I'm using PostgreSQL 9.4. I've got a resources table which has the following columns:
id
name
provider
description
category
Let's say none of these columns is required (save for the id). I want resources to have a completion level, meaning that resources with NULL values for each column will be at 0% completion level.
Now, each column has a percentage weight. Let's say:
name: 40%
provider: 30%
description: 20%
category: 10%
So if a resource has a provider and a category, its completion level is at 60%.
These weight percentages could change at any time, so having a completion_level column which always has the value of the completion level will not work out (there could be million of resources). For example, at any moment, the percentage weight of description could decrease from 20% to 10% and category's from 10% to 20%. Maybe even other columns could be created and have their own weight.
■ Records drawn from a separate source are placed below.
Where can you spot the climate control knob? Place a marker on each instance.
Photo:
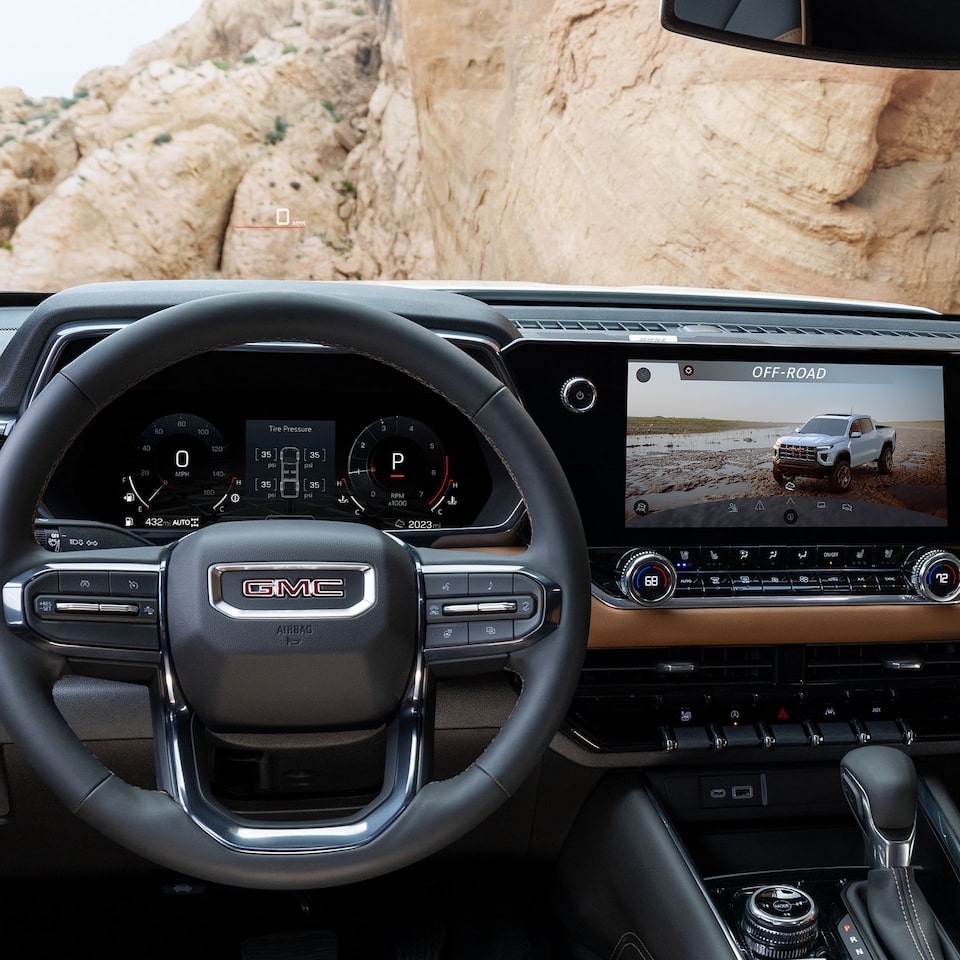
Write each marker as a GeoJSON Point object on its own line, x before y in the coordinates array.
{"type": "Point", "coordinates": [780, 922]}
{"type": "Point", "coordinates": [936, 576]}
{"type": "Point", "coordinates": [648, 578]}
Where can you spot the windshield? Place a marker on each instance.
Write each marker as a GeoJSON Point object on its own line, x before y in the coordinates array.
{"type": "Point", "coordinates": [827, 426]}
{"type": "Point", "coordinates": [559, 141]}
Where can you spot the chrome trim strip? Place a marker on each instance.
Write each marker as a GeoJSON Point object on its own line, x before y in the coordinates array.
{"type": "Point", "coordinates": [786, 600]}
{"type": "Point", "coordinates": [215, 594]}
{"type": "Point", "coordinates": [735, 948]}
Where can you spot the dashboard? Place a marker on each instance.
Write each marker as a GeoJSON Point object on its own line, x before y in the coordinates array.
{"type": "Point", "coordinates": [770, 489]}
{"type": "Point", "coordinates": [770, 493]}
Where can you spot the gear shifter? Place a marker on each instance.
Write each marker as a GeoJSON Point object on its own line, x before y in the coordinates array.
{"type": "Point", "coordinates": [880, 784]}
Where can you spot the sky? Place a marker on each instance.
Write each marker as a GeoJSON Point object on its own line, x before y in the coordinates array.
{"type": "Point", "coordinates": [49, 44]}
{"type": "Point", "coordinates": [896, 394]}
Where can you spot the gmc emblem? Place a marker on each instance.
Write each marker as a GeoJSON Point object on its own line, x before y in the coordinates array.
{"type": "Point", "coordinates": [329, 587]}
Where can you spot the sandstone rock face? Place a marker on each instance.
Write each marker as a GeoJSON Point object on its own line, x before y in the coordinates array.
{"type": "Point", "coordinates": [544, 140]}
{"type": "Point", "coordinates": [574, 141]}
{"type": "Point", "coordinates": [173, 164]}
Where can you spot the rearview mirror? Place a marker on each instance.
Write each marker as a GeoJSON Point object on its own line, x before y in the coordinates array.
{"type": "Point", "coordinates": [889, 33]}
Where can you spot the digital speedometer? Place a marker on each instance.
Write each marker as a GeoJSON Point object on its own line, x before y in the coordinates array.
{"type": "Point", "coordinates": [180, 476]}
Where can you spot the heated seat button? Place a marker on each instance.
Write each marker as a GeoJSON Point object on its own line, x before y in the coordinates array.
{"type": "Point", "coordinates": [689, 585]}
{"type": "Point", "coordinates": [776, 583]}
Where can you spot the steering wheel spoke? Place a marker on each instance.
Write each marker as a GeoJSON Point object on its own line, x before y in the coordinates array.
{"type": "Point", "coordinates": [185, 773]}
{"type": "Point", "coordinates": [95, 606]}
{"type": "Point", "coordinates": [484, 608]}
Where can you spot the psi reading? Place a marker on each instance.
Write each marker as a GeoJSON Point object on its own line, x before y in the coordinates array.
{"type": "Point", "coordinates": [290, 461]}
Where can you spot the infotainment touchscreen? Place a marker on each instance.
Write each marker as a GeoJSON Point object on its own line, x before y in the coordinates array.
{"type": "Point", "coordinates": [777, 444]}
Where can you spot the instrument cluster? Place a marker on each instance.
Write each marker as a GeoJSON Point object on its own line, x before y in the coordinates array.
{"type": "Point", "coordinates": [246, 434]}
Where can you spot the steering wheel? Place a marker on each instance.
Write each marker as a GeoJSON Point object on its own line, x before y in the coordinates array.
{"type": "Point", "coordinates": [285, 626]}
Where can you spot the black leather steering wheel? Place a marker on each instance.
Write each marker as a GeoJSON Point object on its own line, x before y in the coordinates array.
{"type": "Point", "coordinates": [206, 640]}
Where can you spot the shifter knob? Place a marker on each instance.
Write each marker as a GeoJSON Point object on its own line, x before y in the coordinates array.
{"type": "Point", "coordinates": [880, 785]}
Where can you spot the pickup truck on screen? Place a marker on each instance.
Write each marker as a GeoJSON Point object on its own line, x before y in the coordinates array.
{"type": "Point", "coordinates": [830, 446]}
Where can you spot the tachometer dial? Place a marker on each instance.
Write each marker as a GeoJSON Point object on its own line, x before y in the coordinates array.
{"type": "Point", "coordinates": [398, 466]}
{"type": "Point", "coordinates": [181, 474]}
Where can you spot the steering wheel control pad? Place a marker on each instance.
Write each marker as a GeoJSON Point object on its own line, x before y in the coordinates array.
{"type": "Point", "coordinates": [291, 624]}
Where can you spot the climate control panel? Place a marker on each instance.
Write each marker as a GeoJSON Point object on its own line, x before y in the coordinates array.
{"type": "Point", "coordinates": [774, 574]}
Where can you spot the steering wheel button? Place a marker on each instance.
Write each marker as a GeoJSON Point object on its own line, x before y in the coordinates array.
{"type": "Point", "coordinates": [76, 606]}
{"type": "Point", "coordinates": [120, 609]}
{"type": "Point", "coordinates": [490, 584]}
{"type": "Point", "coordinates": [134, 584]}
{"type": "Point", "coordinates": [440, 585]}
{"type": "Point", "coordinates": [526, 606]}
{"type": "Point", "coordinates": [84, 581]}
{"type": "Point", "coordinates": [45, 606]}
{"type": "Point", "coordinates": [460, 609]}
{"type": "Point", "coordinates": [447, 635]}
{"type": "Point", "coordinates": [490, 631]}
{"type": "Point", "coordinates": [498, 606]}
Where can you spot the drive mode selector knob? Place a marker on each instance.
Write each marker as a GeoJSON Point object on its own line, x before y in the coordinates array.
{"type": "Point", "coordinates": [780, 922]}
{"type": "Point", "coordinates": [936, 576]}
{"type": "Point", "coordinates": [648, 578]}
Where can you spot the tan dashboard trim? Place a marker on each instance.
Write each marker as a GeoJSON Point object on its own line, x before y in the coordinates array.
{"type": "Point", "coordinates": [891, 623]}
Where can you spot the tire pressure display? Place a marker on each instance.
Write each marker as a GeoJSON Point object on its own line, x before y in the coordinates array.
{"type": "Point", "coordinates": [290, 463]}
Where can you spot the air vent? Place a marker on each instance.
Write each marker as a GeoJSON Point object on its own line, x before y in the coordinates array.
{"type": "Point", "coordinates": [612, 671]}
{"type": "Point", "coordinates": [857, 662]}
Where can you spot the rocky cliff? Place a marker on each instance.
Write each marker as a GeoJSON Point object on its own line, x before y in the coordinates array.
{"type": "Point", "coordinates": [554, 140]}
{"type": "Point", "coordinates": [233, 146]}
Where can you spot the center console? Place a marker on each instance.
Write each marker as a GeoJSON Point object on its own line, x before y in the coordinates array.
{"type": "Point", "coordinates": [799, 498]}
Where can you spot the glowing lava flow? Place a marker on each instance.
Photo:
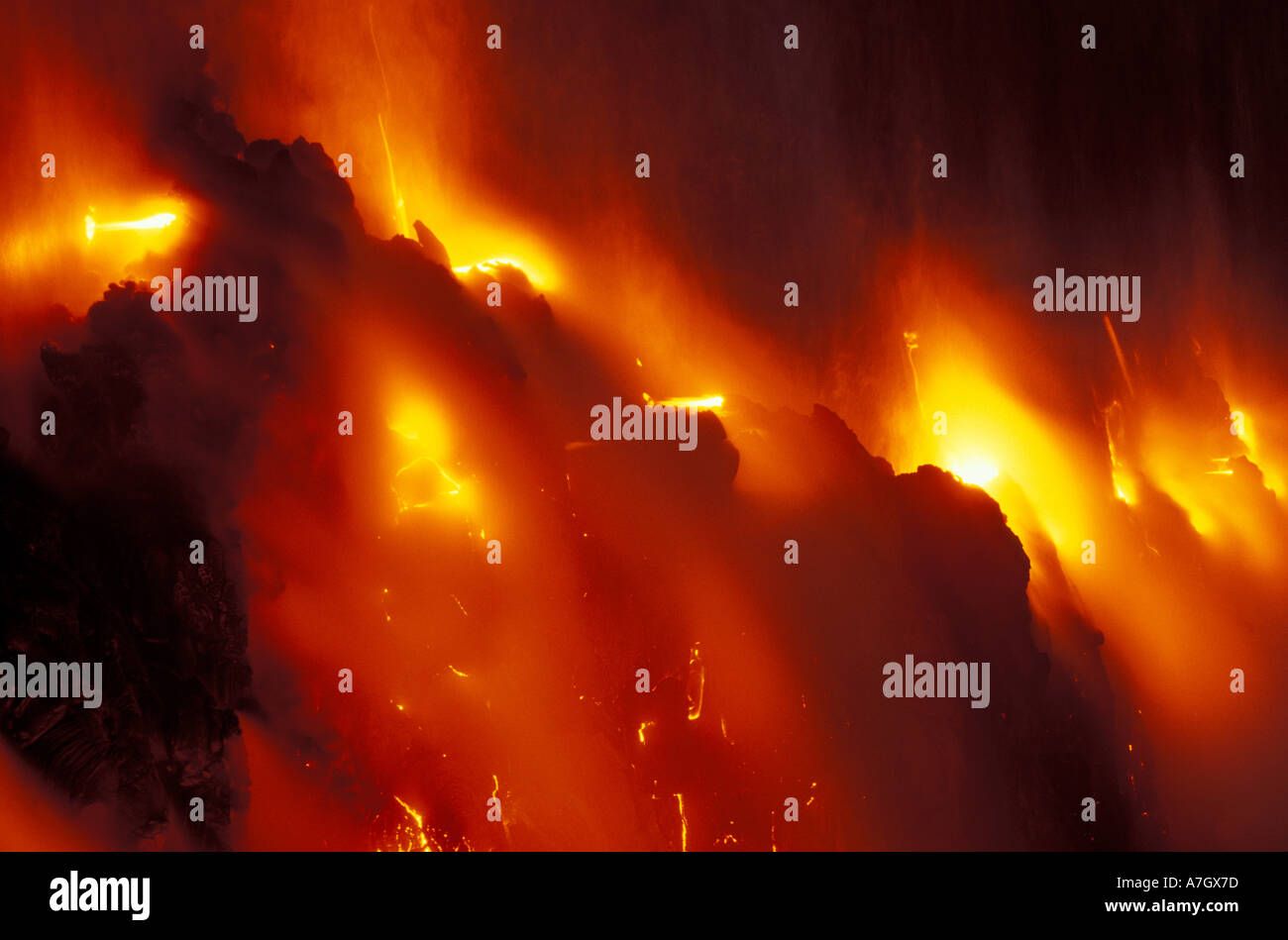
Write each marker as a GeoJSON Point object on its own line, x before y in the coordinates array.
{"type": "Point", "coordinates": [709, 402]}
{"type": "Point", "coordinates": [159, 220]}
{"type": "Point", "coordinates": [975, 471]}
{"type": "Point", "coordinates": [490, 264]}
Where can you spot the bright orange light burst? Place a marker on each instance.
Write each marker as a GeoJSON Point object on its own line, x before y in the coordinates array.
{"type": "Point", "coordinates": [159, 220]}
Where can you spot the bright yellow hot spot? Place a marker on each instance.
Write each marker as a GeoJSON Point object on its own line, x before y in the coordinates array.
{"type": "Point", "coordinates": [159, 220]}
{"type": "Point", "coordinates": [490, 264]}
{"type": "Point", "coordinates": [974, 470]}
{"type": "Point", "coordinates": [421, 480]}
{"type": "Point", "coordinates": [709, 402]}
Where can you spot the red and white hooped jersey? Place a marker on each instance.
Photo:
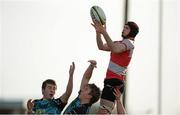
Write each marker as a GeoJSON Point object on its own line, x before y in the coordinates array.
{"type": "Point", "coordinates": [119, 61]}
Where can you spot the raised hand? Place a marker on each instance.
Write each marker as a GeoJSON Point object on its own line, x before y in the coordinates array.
{"type": "Point", "coordinates": [93, 63]}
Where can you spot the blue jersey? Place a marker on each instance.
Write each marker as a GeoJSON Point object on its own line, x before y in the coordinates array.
{"type": "Point", "coordinates": [76, 107]}
{"type": "Point", "coordinates": [44, 106]}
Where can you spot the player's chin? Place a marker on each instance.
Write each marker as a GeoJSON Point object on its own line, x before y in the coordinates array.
{"type": "Point", "coordinates": [51, 96]}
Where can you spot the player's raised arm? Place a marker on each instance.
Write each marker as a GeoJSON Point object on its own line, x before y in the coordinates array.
{"type": "Point", "coordinates": [69, 87]}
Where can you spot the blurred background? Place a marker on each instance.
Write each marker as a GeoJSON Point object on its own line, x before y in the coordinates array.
{"type": "Point", "coordinates": [39, 39]}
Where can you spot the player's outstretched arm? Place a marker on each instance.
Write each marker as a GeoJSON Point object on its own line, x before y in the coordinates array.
{"type": "Point", "coordinates": [88, 73]}
{"type": "Point", "coordinates": [69, 87]}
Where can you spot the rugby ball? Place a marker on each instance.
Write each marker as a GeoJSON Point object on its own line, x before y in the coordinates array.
{"type": "Point", "coordinates": [98, 14]}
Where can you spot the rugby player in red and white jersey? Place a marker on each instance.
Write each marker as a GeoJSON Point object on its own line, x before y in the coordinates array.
{"type": "Point", "coordinates": [121, 54]}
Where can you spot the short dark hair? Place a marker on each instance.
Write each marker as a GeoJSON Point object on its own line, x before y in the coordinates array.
{"type": "Point", "coordinates": [134, 29]}
{"type": "Point", "coordinates": [48, 81]}
{"type": "Point", "coordinates": [95, 93]}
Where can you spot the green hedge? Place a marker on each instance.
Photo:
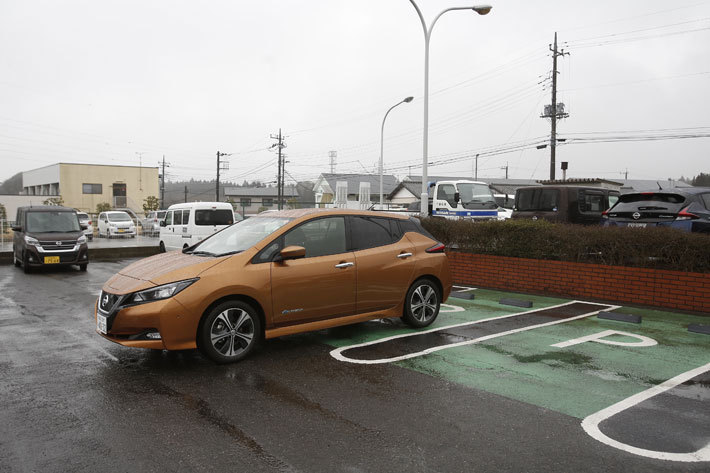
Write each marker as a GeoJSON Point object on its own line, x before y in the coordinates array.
{"type": "Point", "coordinates": [662, 248]}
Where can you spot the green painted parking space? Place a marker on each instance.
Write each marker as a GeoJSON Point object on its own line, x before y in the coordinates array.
{"type": "Point", "coordinates": [577, 380]}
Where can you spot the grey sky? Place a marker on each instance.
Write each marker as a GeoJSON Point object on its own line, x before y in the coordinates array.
{"type": "Point", "coordinates": [100, 81]}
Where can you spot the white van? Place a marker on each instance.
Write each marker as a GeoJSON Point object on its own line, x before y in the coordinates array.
{"type": "Point", "coordinates": [186, 224]}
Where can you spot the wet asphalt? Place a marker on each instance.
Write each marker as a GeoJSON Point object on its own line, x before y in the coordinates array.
{"type": "Point", "coordinates": [72, 401]}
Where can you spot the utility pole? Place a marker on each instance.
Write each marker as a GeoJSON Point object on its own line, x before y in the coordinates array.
{"type": "Point", "coordinates": [280, 145]}
{"type": "Point", "coordinates": [554, 111]}
{"type": "Point", "coordinates": [220, 165]}
{"type": "Point", "coordinates": [162, 184]}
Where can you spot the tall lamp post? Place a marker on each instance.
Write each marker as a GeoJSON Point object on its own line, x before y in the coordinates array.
{"type": "Point", "coordinates": [481, 10]}
{"type": "Point", "coordinates": [382, 143]}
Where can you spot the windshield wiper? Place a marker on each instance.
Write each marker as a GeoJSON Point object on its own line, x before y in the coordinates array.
{"type": "Point", "coordinates": [202, 253]}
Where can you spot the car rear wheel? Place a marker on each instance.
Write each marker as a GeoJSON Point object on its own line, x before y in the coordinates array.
{"type": "Point", "coordinates": [229, 332]}
{"type": "Point", "coordinates": [422, 304]}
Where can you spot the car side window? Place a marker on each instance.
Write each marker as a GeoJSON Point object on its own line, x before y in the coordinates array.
{"type": "Point", "coordinates": [320, 237]}
{"type": "Point", "coordinates": [369, 232]}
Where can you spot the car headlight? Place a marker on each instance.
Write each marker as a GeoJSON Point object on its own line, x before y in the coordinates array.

The final objective is to be able to order resources by their completion levels.
I'm not sure how to approach this. I'm currently using Rails so almost all interaction with the database has been through the ORM, which I believe is not going to be much help in this case.
The only query I've found that somewhat resembles a solution (and not really) is to do something like the following:
SELECT * from resources
ORDER BY CASE name IS NOT NULL AND
provider IS NOT NULL AND
description is NOT NULL AND
category IS NOT NULL THEN 100
WHEN name is NULL AND provider IS NOT NULL...
However, there I must per mutate by every possible combination and that's pretty bad.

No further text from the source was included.